Merkel blasts U.S. spying, hopes Washington will change tack
BERLIN (Reuters) - Angela Merkel said on Saturday that new allegations of U.S. spying showed Berlin and Washington were completely at odds over how they viewed the role of intelligence, and she hoped German action would persuade the United States not to spy on partners.
Her comments to German broadcaster ZDF come two days after her government told the CIA station chief in Berlin to leave the country, in a dramatic display of anger after German officials unearthed two suspected spies.
On Friday, White House press secretary Josh Earnest told reporters "when differences arise, we're committed to resolving those differences through the established private channels... we don't believe that trying to resolve them through the media is appropriate."
The scandal has chilled relations with Washington to levels not seen since Merkel's predecessor opposed the U.S. invasion of Iraq in 2003. It follows allegations last year that Merkel's phone was bugged by American agents.
Asked how angry she was on hearing of the suspected spies, one of whom worked for German foreign intelligence (BND), the other at the defense ministry, Merkel said, "it is not about how angry I was. For me it is a sign that we have fundamentally different conceptions of the work of the intelligence services."
"I can't say in advance if [the measures we took] will have an effect, of course I hope something will change. But the important thing is to show how we view things .. and it is not a co-operative partnership when such things take place."
Merkel said there were far more critical things on which to spy, and snooping on friends eroded trust.

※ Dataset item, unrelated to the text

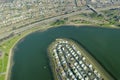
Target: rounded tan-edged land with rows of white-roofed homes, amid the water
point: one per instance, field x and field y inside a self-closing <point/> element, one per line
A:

"We are not living in the Cold War anymore and are exposed to different threats. We should concentrate on what is essential," she said.
She added however, that German intelligence agents continued to work well with Americans and she hoped this would continue. She also ruled out any disruption to negotiations between the European Union and the United States on a free trade agreement because of the row.
U.S. officials familiar with the matter told Reuters on Friday that the German defense official under investigation was in contact with a U.S. State Department officer rather than American intelligence agencies, raising questions about whether any espionage occurred. He has not been arrested.
The other man is in custody after being arrested for espionage. He has told investigators he passed documents to the CIA, and U.S. officials have privately acknowledged he did so, and that the CIA believed his information was valuable.
The latest row comes a year after revelations of mass U.S. surveillance based on documents leaked by former U.S. National Security Agency contractor Edward Snowden, sparked outrage in Germany.
Surveillance is a sensitive issue in a country where the memory of the Nazi's Gestapo secret police and communist East Germany's Stasi means the right to privacy is treasured.
White House spokesman Earnest said on Friday Washington valued its security relationship with Germany. He added: "Allies with sophisticated intelligence agencies are aware of the activities and relationships that are included."